Cyprus’ president said Sunday that he is trying to amend an unpopular eurozone bailout plan that would tax deposits in the country’s banks to reduce its effect on small savers.
But in a nationally televised speech, President Nicos Anastasiades also urged lawmakers to approve the tax in a vote today, saying it is essential to save the country from bankruptcy. Some 25 lawmakers in the 56-seat Cypriot parliament said they wouldn’t vote for the tax amid deep resentment over a move some called disastrous.
Today is a national holiday in Cyprus.
“I completely share the unpleasant sentiment that this difficult and onerous decision has caused,” Anastasiades said. “That’s why I continue to give battle so that the decisions of the eurozone are amended in the next hours to limit the effect on small depositors.”
In exchange for $13 billion in rescue money, creditors would impose a one-time tax of 6.75 percent on all bank deposits under $131,000 and 9.9 percent over that amount. The decision Saturday prompted anxious depositors to rush to ATMs to withdraw as much of their money as they could.
Anastasiades did not say what he meant by “small depositors,” but they would certainly fall among those with less than ‚Ç¨$131,000 in the bank.
The deposit tax is part of a bailout agreement reached early Saturday after talks by finance ministers from euro countries and representatives of the International Monetary Fund and the European Central Bank.
The Cypriot bailout follows those for Greece, Portugal, Ireland and the Spanish banking sector, and it is the first one that dips into people’s savings to finance a bailout. Analysts worry the move could roil inter- national markets and jeopardize Europe’s fragile economies.

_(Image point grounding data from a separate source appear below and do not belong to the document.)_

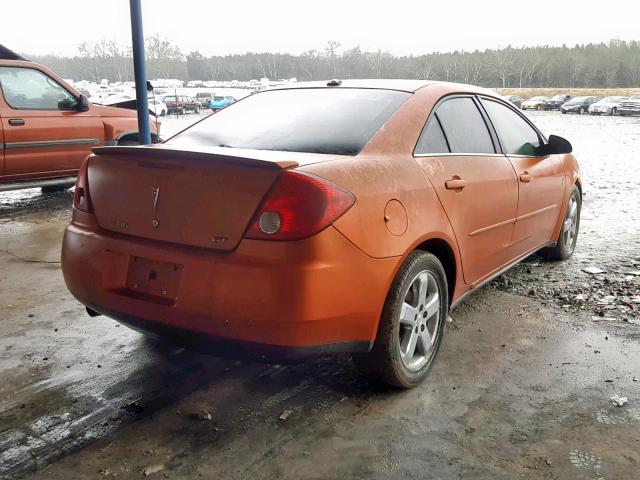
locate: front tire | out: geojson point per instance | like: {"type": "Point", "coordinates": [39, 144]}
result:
{"type": "Point", "coordinates": [568, 236]}
{"type": "Point", "coordinates": [412, 324]}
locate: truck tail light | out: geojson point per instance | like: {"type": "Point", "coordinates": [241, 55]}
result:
{"type": "Point", "coordinates": [81, 198]}
{"type": "Point", "coordinates": [299, 205]}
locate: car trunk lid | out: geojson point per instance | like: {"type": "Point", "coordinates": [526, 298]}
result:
{"type": "Point", "coordinates": [204, 198]}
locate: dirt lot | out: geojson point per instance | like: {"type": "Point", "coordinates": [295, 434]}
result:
{"type": "Point", "coordinates": [520, 391]}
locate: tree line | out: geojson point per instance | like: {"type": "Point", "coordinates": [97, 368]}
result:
{"type": "Point", "coordinates": [612, 64]}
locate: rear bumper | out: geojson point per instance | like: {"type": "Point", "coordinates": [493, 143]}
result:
{"type": "Point", "coordinates": [320, 294]}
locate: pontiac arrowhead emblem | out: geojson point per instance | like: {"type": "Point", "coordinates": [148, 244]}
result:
{"type": "Point", "coordinates": [156, 193]}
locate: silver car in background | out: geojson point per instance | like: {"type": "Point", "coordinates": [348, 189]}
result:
{"type": "Point", "coordinates": [535, 103]}
{"type": "Point", "coordinates": [606, 106]}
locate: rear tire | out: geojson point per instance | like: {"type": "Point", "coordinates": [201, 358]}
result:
{"type": "Point", "coordinates": [568, 236]}
{"type": "Point", "coordinates": [412, 324]}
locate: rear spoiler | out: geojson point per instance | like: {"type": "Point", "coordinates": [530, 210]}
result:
{"type": "Point", "coordinates": [161, 152]}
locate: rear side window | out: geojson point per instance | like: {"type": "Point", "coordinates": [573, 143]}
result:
{"type": "Point", "coordinates": [315, 120]}
{"type": "Point", "coordinates": [432, 139]}
{"type": "Point", "coordinates": [30, 89]}
{"type": "Point", "coordinates": [516, 136]}
{"type": "Point", "coordinates": [464, 126]}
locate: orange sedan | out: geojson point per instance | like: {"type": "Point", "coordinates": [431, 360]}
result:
{"type": "Point", "coordinates": [330, 217]}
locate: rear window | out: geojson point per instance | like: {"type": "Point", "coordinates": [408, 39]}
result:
{"type": "Point", "coordinates": [336, 121]}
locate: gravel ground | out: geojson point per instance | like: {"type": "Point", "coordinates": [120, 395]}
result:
{"type": "Point", "coordinates": [521, 389]}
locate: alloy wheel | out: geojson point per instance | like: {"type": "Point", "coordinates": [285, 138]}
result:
{"type": "Point", "coordinates": [420, 321]}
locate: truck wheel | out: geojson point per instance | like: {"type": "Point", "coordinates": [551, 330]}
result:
{"type": "Point", "coordinates": [411, 326]}
{"type": "Point", "coordinates": [54, 188]}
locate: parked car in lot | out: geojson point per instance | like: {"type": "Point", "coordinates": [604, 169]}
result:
{"type": "Point", "coordinates": [578, 104]}
{"type": "Point", "coordinates": [181, 104]}
{"type": "Point", "coordinates": [535, 103]}
{"type": "Point", "coordinates": [606, 106]}
{"type": "Point", "coordinates": [47, 128]}
{"type": "Point", "coordinates": [631, 106]}
{"type": "Point", "coordinates": [158, 107]}
{"type": "Point", "coordinates": [220, 102]}
{"type": "Point", "coordinates": [555, 102]}
{"type": "Point", "coordinates": [204, 99]}
{"type": "Point", "coordinates": [339, 217]}
{"type": "Point", "coordinates": [515, 99]}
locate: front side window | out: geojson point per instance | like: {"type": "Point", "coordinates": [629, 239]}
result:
{"type": "Point", "coordinates": [336, 121]}
{"type": "Point", "coordinates": [464, 126]}
{"type": "Point", "coordinates": [516, 136]}
{"type": "Point", "coordinates": [30, 89]}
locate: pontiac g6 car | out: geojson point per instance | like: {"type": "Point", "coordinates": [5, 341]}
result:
{"type": "Point", "coordinates": [47, 128]}
{"type": "Point", "coordinates": [340, 217]}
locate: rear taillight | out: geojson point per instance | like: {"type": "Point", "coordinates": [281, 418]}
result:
{"type": "Point", "coordinates": [81, 199]}
{"type": "Point", "coordinates": [299, 205]}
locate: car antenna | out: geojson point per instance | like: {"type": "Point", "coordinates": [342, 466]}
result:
{"type": "Point", "coordinates": [153, 95]}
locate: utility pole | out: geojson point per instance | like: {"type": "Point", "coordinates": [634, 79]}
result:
{"type": "Point", "coordinates": [140, 71]}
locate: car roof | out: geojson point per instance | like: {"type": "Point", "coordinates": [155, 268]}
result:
{"type": "Point", "coordinates": [410, 86]}
{"type": "Point", "coordinates": [6, 54]}
{"type": "Point", "coordinates": [385, 84]}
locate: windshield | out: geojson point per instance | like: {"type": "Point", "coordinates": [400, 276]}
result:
{"type": "Point", "coordinates": [314, 120]}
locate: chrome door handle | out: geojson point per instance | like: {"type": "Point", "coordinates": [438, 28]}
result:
{"type": "Point", "coordinates": [525, 177]}
{"type": "Point", "coordinates": [455, 184]}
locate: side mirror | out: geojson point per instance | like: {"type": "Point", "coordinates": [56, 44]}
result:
{"type": "Point", "coordinates": [555, 145]}
{"type": "Point", "coordinates": [83, 104]}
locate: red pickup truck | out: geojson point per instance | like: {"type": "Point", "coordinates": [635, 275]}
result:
{"type": "Point", "coordinates": [47, 128]}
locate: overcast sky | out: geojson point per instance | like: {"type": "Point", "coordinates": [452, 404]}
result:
{"type": "Point", "coordinates": [399, 26]}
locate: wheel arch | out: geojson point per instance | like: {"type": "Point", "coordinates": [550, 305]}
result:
{"type": "Point", "coordinates": [445, 254]}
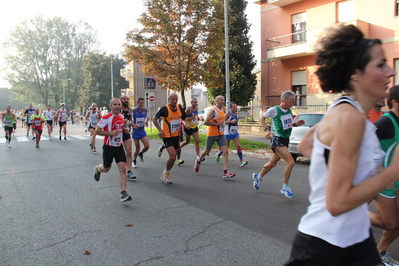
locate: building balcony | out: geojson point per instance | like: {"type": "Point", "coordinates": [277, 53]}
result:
{"type": "Point", "coordinates": [127, 91]}
{"type": "Point", "coordinates": [126, 72]}
{"type": "Point", "coordinates": [279, 3]}
{"type": "Point", "coordinates": [301, 43]}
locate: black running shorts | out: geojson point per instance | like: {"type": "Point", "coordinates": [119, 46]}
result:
{"type": "Point", "coordinates": [312, 251]}
{"type": "Point", "coordinates": [110, 153]}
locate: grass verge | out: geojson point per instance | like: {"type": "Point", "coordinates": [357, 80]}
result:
{"type": "Point", "coordinates": [245, 144]}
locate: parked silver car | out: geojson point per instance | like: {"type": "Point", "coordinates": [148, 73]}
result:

Officials in Spain and Italy tried over the weekend to reassure their citizens by saying the situation in Cyprus is unique, and that bank deposits in their countries will remain safe.
In Cyprus, the levy — which also would hit wealthy Russian depositors who have put vast sums into Cyprus’ banks in recent years — is expected to raise $7.5 billion to recapitalize the nation’s banks and service the country’s debt.